The most convincing argument I know for timeless flavors of decision theory is that if you could modify your own source code, the course of action that maximizes your expected utility is to modify into a timeless decider. So yes, you should do that. Any AI you build should be timeless from the start; and it's reasonable to make yourself into the kind of person that will decide timelessly with your probability distribution today (if you can do that).
But I don't think you should decide that updateless decision theory is therefore so pure and reflectively consistent that you should go and optimize your payoff even in worlds whose logical impossibility was clear before you first decided to be a timeless decider (say). Perhaps it's less elegant to justify UDT through self-modification at some arbitrary point in time than through reflective consistency all the way from the big bang on; but in the worlds we can't rule out yet, it's more likely to win.
I agree. The way I think of it is this:
If you find yourself deciding contrary to UDT you may infer that either
your designer was stupider or crazier than you, or
your designer was smarter or less crazy than you.

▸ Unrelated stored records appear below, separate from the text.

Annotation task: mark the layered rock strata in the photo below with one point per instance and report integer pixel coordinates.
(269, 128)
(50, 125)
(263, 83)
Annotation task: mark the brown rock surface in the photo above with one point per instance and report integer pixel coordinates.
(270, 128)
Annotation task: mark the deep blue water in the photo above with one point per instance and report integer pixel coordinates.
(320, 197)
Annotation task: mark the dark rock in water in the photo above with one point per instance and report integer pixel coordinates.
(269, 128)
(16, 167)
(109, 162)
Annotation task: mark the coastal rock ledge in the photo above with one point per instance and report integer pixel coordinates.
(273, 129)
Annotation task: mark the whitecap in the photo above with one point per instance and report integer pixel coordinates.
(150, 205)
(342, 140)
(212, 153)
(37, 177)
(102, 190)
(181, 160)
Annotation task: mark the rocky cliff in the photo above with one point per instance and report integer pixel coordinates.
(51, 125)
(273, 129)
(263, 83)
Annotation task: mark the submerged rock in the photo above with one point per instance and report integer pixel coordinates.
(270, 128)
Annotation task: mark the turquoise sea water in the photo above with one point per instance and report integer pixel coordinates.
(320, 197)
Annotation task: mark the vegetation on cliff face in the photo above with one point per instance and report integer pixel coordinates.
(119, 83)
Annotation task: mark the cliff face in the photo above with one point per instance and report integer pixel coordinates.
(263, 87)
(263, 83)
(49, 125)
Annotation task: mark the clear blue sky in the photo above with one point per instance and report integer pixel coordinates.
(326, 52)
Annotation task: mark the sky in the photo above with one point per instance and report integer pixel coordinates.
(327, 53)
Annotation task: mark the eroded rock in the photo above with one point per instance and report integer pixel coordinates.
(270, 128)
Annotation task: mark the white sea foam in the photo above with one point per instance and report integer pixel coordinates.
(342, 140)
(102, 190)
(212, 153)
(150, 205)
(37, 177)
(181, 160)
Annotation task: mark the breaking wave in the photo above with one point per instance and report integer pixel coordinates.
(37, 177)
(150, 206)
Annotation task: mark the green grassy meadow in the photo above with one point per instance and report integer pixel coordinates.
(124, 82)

In the first case, your designer failed to realize something that you would have realized, had you been in your designer's place. In the second case, your designer knew something that you would not have known in your designer's place.
For example, if you find yourself turning down Omega in Pascal's Mugging [ETA: I meant the Counterfactual Mugging], you may infer that either
your designer failed to design you in a way that you would have expected would maximize your utility, or
your designer somehow predicted, with sufficient confidence, how Omega's coin would land, and so designed you to do what is best in that case.
Of course, as a present-day human, you already knew that (1) is the case, not (2). You were designed by a stupid process of natural selection. You already knew that your designer didn't take into account the possibility of being confronted by something like Omega. It's true that other humans contributed some modest amount to your design, through education and the art of rationality. However, even these additions were made by people who were, for the most part, crazier or stupider than you are now.
So, finding that you are declining Omega, contrary to UDT, isn't even necessarily bad news. It probably just means that your designers lucked out more than they deserved, which would be good news.
But that doesn't change the fact that your designers were stupid, and that you ought to want to do better. You ought to modify yourself and any of your progeny to act more in accord with UDT in the future.